The Cryo-EM structure of pannexin 1 reveals unique motifs for ion selection and inhibition

Summary:

This is an important manuscript describing the first near atomic resolution structure of a pannexin channel, a family of large pore channels thought to be important for the movement of ions and small molecules (e.g. ATP) across cellular membranes. The mechanisms by which the activity of pannexin channels are regulated are unknown, yet these channels are thought to play important roles in innate immunity, neuronal signaling, apoptosis, cancer and ischemia. Having a structure of the channel will enable further mechanistic studies on how this protein plays important biological roles. The reviewers thought this was an excellent manuscript that is appropriate for publication in eLife. As is spelled out in the reviews below, all three reviewers have suggestions for improving the manuscript in revision. Most of the issues they raise can be readily addressed by careful revision of the text to openly discuss unresolved questions or to tone down some conclusions (e.g. the potential CBX binding site). We ask that you prepare a revised version that addresses the issues raised to the best of your ability.

We thank the reviewers for the valuable comments. As suggested, we have toned down uncertain conclusions and added more discussion throughout the manuscript, especially on the limitations of our current study. We believe our revised and retitled manuscript addresses the concerns raised by the reviewers. Below we summarize our point-by-point answers/comments to the suggestions made by the reviewers.

Reviewer #1:

[…]

Essential revisions:

1) As stated by the authors, the NT region has been shown to regulate gating and permeation in pannexin-1 channels. In this presented pannexin-1 structure the first 10 residues of the NT region are not resolved. The remaining residues are lining the pore as shown for other large pore channels including connexin, innexin and LRRC8 channels. Importantly, the intracellular loops in the aforementioned structures are critical for stabilizing the N-terminal region. This has been more recently demonstrated for connexin hemichannels. To solve the pannexin-1 structure, the authors had to remove 24 amino acids from the first ICL. How the deletion of this segment could alter the interactions between ICL1, ICL2, and NT, and the potential implications in channel gating or selectivity need to be discussed.

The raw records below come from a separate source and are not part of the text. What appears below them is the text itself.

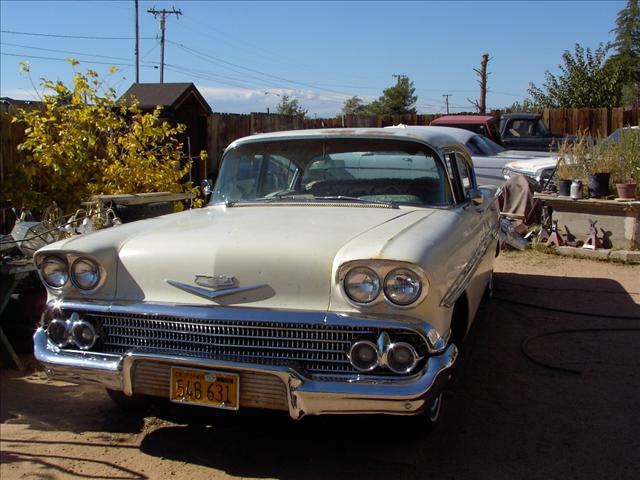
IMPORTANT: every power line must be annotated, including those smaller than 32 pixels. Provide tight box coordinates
[0,52,156,68]
[0,30,154,40]
[167,40,352,97]
[3,43,140,62]
[148,4,182,83]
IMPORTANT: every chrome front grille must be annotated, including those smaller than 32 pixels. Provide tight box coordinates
[132,361,289,410]
[71,312,425,374]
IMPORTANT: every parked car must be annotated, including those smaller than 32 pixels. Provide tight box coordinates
[500,113,575,152]
[34,127,498,428]
[429,115,502,145]
[502,126,640,187]
[433,127,557,186]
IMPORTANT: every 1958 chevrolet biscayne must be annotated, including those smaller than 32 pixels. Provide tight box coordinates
[34,127,498,428]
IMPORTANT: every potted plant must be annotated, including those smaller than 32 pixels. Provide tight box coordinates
[581,141,618,198]
[555,135,588,197]
[613,128,640,200]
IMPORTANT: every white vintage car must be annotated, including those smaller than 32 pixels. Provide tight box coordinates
[34,127,498,428]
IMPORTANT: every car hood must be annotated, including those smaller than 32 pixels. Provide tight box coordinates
[45,205,438,310]
[498,150,556,160]
[505,157,558,173]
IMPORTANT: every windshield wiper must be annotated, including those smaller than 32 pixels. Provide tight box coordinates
[312,195,399,208]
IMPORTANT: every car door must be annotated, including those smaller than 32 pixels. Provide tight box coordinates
[442,150,498,313]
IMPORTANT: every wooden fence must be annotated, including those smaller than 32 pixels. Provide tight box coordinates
[0,102,640,230]
[207,113,439,174]
[543,107,640,137]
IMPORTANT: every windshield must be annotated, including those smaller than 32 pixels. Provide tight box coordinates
[465,135,504,157]
[211,139,452,205]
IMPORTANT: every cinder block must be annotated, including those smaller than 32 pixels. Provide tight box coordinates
[609,250,640,263]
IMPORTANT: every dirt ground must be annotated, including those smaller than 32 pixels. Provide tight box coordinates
[0,253,640,480]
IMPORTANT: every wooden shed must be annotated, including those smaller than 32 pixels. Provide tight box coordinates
[122,83,212,185]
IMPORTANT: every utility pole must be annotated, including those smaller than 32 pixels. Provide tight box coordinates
[442,93,453,115]
[467,53,491,115]
[134,0,140,83]
[147,7,182,83]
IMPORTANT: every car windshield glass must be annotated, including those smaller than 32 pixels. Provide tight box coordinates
[466,135,504,157]
[211,139,452,205]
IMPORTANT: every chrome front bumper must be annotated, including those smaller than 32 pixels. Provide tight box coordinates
[34,328,458,419]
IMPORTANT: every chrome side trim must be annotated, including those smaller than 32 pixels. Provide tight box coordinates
[440,223,498,308]
[165,280,268,300]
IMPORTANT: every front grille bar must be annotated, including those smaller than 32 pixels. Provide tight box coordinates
[66,310,426,376]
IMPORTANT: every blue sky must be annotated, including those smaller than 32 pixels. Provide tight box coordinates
[0,0,626,117]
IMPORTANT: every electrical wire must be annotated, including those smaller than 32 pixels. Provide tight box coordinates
[520,327,640,375]
[0,52,138,68]
[3,42,146,62]
[0,30,155,40]
[500,279,640,295]
[491,295,640,320]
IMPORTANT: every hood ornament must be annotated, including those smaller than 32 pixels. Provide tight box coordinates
[165,275,269,301]
[195,275,240,290]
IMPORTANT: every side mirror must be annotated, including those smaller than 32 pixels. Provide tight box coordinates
[200,179,213,197]
[467,188,484,207]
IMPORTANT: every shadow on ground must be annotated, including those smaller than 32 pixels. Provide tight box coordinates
[0,273,640,480]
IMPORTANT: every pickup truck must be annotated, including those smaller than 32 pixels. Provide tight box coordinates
[431,113,572,152]
[500,113,574,152]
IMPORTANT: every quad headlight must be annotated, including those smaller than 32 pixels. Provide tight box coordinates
[40,257,69,288]
[384,268,422,305]
[344,267,380,303]
[338,260,429,308]
[36,253,104,293]
[71,257,100,290]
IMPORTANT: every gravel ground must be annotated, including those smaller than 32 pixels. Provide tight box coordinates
[0,253,640,480]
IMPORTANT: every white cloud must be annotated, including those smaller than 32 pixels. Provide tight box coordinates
[196,85,356,117]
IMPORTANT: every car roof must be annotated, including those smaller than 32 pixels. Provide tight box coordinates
[228,125,475,148]
[431,115,497,125]
[502,112,542,120]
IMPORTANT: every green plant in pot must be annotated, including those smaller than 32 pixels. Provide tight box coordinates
[582,141,618,198]
[612,128,640,200]
[555,135,589,197]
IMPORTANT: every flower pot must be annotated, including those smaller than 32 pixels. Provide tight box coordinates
[587,173,610,198]
[558,180,571,197]
[616,183,636,200]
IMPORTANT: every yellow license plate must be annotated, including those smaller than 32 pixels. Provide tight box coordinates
[170,367,240,410]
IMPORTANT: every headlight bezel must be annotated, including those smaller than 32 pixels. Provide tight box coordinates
[336,260,429,310]
[35,251,107,295]
[342,265,382,305]
[382,267,423,307]
[38,255,70,291]
[69,256,102,292]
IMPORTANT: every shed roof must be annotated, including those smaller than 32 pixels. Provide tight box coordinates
[122,83,211,115]
[431,115,496,125]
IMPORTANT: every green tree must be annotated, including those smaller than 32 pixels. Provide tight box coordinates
[1,59,206,212]
[342,96,367,115]
[528,44,622,108]
[609,0,640,105]
[366,75,418,115]
[276,95,309,117]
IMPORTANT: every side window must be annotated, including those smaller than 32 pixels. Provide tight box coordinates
[445,152,473,203]
[455,153,473,199]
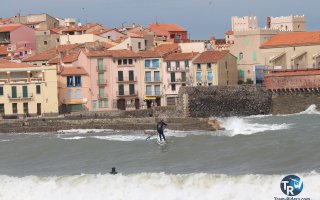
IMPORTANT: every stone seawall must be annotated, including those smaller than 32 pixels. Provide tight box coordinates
[178,85,272,117]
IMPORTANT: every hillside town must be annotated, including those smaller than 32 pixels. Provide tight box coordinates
[0,13,320,117]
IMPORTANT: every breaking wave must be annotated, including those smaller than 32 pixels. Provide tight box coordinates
[220,117,291,136]
[0,172,320,200]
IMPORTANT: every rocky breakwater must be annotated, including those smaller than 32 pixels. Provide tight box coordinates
[178,85,272,117]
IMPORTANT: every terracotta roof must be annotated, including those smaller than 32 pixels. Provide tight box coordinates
[193,51,229,63]
[23,44,80,62]
[91,28,114,35]
[149,23,186,35]
[60,67,88,76]
[260,31,320,49]
[0,62,34,68]
[0,58,10,64]
[155,43,179,53]
[224,30,233,35]
[62,51,80,63]
[0,46,9,55]
[138,51,162,58]
[84,49,140,58]
[0,24,21,32]
[164,52,199,60]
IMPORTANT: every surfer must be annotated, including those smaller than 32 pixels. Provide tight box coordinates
[157,119,167,141]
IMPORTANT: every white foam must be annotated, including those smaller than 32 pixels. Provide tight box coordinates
[0,172,320,200]
[219,117,290,136]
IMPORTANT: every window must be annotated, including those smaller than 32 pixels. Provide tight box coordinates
[207,63,212,70]
[23,103,29,114]
[12,103,18,114]
[171,84,176,91]
[146,85,152,96]
[176,61,180,70]
[36,85,41,94]
[207,72,213,82]
[154,85,161,96]
[129,84,134,95]
[152,59,159,67]
[118,84,124,95]
[129,70,134,81]
[167,61,171,71]
[153,71,160,82]
[74,76,81,87]
[144,60,150,67]
[197,63,201,70]
[196,72,202,81]
[0,103,4,115]
[67,76,73,87]
[145,72,151,82]
[239,52,243,60]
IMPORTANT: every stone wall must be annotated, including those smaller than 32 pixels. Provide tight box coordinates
[271,92,320,115]
[177,85,272,117]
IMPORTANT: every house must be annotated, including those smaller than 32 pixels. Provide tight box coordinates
[260,31,320,70]
[148,23,188,43]
[0,24,36,50]
[162,52,199,105]
[139,51,165,108]
[191,51,238,86]
[0,62,58,116]
[58,66,90,113]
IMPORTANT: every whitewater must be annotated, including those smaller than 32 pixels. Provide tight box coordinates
[0,105,320,200]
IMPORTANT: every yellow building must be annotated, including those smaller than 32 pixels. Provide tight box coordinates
[191,51,238,86]
[0,62,58,116]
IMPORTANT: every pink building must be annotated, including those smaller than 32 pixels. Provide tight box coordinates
[78,49,142,111]
[163,52,198,106]
[0,24,36,50]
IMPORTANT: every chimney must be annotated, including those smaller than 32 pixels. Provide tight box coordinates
[267,17,271,28]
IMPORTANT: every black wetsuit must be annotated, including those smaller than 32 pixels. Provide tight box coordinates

We created 23 different deletions in ICL1 between K155 and K194. Except for the construct that lacks this entire region, all other constructs showed voltage-dependent channel activity in our whole-cell patch clamp experiments. We also investigated these deletion constructs using FSEC and found that the functional constructs were properly assembled into heptamers. Based on these results, we think the deleted region in the loop has insignificant contribution in channel gating. Indeed, the EM density in this region was weak and we could not model the residues between K155 and K194. The NT region on the other hand does seem to play a crucial role in channel gating, as we previously demonstrated (Michalski et al., 2018). It is possible that the unmodeled NT region may interact with the deleted region of the CTD. We included this information in the Discussion section.

2) The structure does not contain a significant part of the C-terminal region, which has been shown to play an important role in the gating of human, rat and mouse Pannexin 1 channels. The lack of the CT in pannexin-1 leads to constitutively open channels in these species, even at negative potential. How is therefore explained that the frog pannexin-1 structure lacking the CT region corresponds to a closed channel conformation as the authors propose?

In our hands, CT truncated Panx1 (1-355 in human) does not open constitutively. This is independent of species or intracellular loop deletion. Because frPanx1-ΔLC is closed at 0 mV (Figure 1—figure supplement 2), we initially thought that the current structure represents a closed state. However, the +GS version of frPanx1-ΔLC shows larger leak currents (Figure 1), leaving a possibility that the CT truncation does promote channel opening but lack of the NT modification somehow renders it closed. If the conformation of the NT in frPanx1-ΔLC is compromised during purification or reconstitution into nanodiscs, it is possible that our structure may actually look closer to the +GS version, which may then represent an open state. We included this discussion in our revised manuscript.

3) The authors suggest that the motif formed by the residues W74 and R75 is an extracellular gate in pannexin-1 channels. They referred to this motif in the text as a unique mechanism of gating, which gives the impression of a unique gate. If W74 is the only gate, one would predict that mutations in W74 (such as W74A) will disrupt the gate and produce a leaky channel, due to the substitution of an amino acid with a short side chain. This does not seem to be observed by the authors. If the mutations do not lead to a leak current, it is likely that there is a second gate for atomic ions.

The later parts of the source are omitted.